I then worked with the team to bucket out multiple approaches for developing additional recommendations that would include:

  • Expanding and refining notices

  • Exploring impact of an expanded ex parte eligibility pool

  • Considerations for incorporating an asset verification process

  • Refining caseworker tools

  • Exploring MAXIS system automations

  • Refining MAXIS features


EX PARTE Version 2.0

Once non-MAGI ex parte was rolled out and monitored across the state, the team focused on how to hand of what we called “Version 2.0” recommendations for policy and caseworker experience recommendations.

Working from our internal analysis and synthesis, we turned to address the buckets of improvements we identified.

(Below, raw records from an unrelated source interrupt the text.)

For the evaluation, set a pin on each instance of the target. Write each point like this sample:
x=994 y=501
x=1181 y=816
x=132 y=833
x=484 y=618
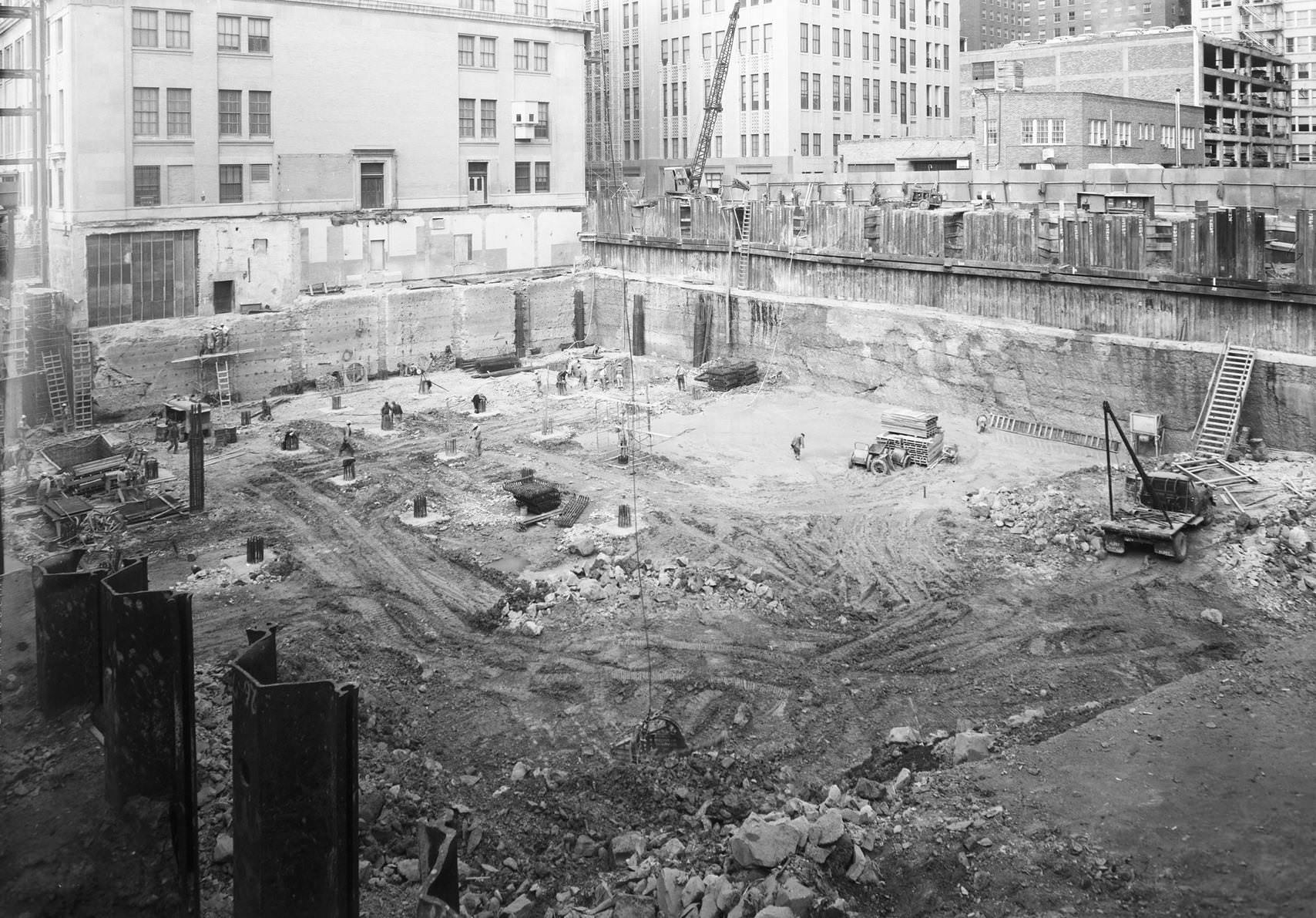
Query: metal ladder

I developed a co-design workshop with MN caseworkers to reflect back on what we heard in qualitative probes and generate opportunities to further improve the experience for caseworkers and clients that included:

  • Collaboratively identify opportunities to address inconsistencies across eligibility determination, mitigate the caseworker whiplash from ever-changing rules, address client and provider confusion about the ex parte process.

  • Co-design a MAXIS (eligibility system) worker panel from scratch that supported faster caseworker processing

  • Co-design a training cheatsheet for caseworkers that supported processing

Additionally, following recommendations from caseworkers, I worked with the training and operations team to develop a standard high-level process to generate training videos for specific case types to support ex parte and change management.

We delivered a final recommendations report to MN leadership that then included:

  • Updated recommendations for existing policy

  • New notice examples for expanded eligibility

  • A wireframe and light requirements for a system panel to aid ex parte processing

  • Training supports that included a caseworker-facing quick guide and a consistent video demo process guide

  • General recommendations about tackling inconsistencies, managing changing rules, and mechanisms to address client and healthcare provider feedback

ex parte review panel wireframe


rising opportunity

Following the successful implementation of the ex parte process in Minnesota, I internally advocated for this type of work to continue. With leadership, and teammates, we developed an ex parte service offering that enabled the cultivation of three additional state partnerships.